El patio de naranjos de Los Claustros se divisa abarrotado de público. No es una cata al uso. Pitu Roca, criado junto a sus hermanos Joan y Jordi entre vinos finos y el flamenco de los charnegos, describe con metáforas imposibles cada uno de los vinos a los que les suceden los estilos flamencos. Diego del Morao apunta un poco verbalmente y ejecuta la idea guitarra en ristre, recordando muchas de las falsetas de su padre Manuel. Nos lleva por los Puertos, Lebrija y Santiago, uno de los arrabales señeros de su tierra natal. Roca habla de aprovechar el boom de la gastronomía para revitalizar el tesoro impresionante del jerez. “Hay que volver a la viña, a todas las variedades de uva, a esos suelos, que deben hacer crecer al jerez desde la calidad, mirando alto, con orgullo arriba, luchando por llegar al vértica de la pirámide desde la base”.

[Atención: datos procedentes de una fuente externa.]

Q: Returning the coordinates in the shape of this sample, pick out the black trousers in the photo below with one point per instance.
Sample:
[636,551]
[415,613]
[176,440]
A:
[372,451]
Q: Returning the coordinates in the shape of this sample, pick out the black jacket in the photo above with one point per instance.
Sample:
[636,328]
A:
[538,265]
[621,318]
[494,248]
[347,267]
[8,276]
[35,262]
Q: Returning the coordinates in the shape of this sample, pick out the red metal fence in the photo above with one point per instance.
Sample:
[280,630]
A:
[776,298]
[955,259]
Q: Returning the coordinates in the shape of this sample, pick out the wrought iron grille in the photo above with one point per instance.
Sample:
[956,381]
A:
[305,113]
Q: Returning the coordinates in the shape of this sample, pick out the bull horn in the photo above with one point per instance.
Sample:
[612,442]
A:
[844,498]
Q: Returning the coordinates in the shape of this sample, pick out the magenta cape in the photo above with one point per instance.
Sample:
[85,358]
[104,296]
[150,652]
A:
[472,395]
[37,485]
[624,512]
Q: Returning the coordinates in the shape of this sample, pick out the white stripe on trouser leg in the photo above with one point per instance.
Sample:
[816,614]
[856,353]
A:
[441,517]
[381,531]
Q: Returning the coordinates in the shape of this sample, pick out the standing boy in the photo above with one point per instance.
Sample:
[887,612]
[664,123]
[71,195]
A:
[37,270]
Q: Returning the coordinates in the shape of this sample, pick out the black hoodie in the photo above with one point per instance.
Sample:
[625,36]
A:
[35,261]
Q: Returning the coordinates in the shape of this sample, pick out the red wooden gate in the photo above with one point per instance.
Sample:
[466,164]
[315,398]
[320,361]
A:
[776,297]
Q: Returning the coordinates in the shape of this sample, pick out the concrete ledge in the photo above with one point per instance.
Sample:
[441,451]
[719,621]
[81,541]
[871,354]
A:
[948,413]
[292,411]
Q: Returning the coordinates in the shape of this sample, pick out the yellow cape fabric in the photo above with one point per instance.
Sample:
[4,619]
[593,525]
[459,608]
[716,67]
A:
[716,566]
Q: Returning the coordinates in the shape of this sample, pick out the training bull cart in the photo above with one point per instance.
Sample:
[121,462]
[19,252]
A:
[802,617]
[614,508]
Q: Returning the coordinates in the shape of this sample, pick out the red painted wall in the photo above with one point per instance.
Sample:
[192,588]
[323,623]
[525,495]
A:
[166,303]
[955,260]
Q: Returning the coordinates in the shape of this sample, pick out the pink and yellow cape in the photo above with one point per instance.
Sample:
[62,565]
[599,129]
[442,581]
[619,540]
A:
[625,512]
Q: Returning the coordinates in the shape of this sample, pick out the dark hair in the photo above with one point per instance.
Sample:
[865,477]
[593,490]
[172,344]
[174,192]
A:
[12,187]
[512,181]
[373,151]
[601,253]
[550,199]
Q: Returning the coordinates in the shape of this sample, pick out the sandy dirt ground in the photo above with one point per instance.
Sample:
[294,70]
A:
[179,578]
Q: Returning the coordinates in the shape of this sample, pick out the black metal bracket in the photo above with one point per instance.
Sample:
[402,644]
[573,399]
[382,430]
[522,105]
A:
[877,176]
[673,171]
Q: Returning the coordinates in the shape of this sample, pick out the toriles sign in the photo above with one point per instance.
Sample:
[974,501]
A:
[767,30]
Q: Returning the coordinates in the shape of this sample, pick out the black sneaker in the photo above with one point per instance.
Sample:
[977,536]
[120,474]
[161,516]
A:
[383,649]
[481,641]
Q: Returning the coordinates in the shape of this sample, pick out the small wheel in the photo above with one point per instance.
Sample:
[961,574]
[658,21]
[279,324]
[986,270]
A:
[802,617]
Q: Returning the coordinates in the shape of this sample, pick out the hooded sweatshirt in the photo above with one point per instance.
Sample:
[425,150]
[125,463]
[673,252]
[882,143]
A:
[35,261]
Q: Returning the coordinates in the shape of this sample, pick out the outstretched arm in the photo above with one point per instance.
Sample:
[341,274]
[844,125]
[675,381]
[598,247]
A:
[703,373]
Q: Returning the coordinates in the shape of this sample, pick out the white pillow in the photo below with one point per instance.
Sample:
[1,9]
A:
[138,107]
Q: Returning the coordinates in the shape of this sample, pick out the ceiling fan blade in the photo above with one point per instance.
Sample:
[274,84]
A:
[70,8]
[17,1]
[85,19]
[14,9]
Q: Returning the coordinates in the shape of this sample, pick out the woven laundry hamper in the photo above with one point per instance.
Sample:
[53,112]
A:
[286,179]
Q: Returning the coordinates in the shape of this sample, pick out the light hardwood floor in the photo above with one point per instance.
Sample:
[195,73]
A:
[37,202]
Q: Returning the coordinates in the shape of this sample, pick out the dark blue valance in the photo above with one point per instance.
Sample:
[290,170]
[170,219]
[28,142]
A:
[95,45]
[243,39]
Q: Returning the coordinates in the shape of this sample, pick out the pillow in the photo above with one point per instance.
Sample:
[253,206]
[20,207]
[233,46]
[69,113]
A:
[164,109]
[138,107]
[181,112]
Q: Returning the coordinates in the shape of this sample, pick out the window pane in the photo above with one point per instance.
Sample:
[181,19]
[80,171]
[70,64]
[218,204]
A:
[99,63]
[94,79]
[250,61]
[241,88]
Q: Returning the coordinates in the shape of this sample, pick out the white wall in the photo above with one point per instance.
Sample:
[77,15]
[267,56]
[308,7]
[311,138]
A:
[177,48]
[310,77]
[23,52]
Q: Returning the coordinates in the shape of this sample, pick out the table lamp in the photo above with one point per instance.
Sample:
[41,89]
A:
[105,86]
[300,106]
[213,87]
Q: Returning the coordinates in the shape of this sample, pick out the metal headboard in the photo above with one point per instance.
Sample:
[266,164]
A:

El proyector exhibe aquella firma de Paco de Lucía cuando visitó González Byass en los 70. “¿Por qué no me dejáis vivir aquí?”, cuestionaba retórico el maestro. Esa parece ser la invitación que hace en esta noche calurosa de junio esta ceremonia del buen gusto y mejor oído. Mientras sus protagonistas narran el recibimiento que tuvieron en cada una de las bodegas que constituyeron el recorrido para conformar esta propuesta de cata-concierto —y que refleja el fotoperiodista y premio World Press Photo 2012 Samuel Aranda—, reinterpretan estilos flamencos que hacían agitar las copas para despertar aromas intensificados por el paso del tiempo. Hora y media con jerez en la boca, con flamenco en la cabeza. 90 minutos con vinos jondos y flamenco gran reserva.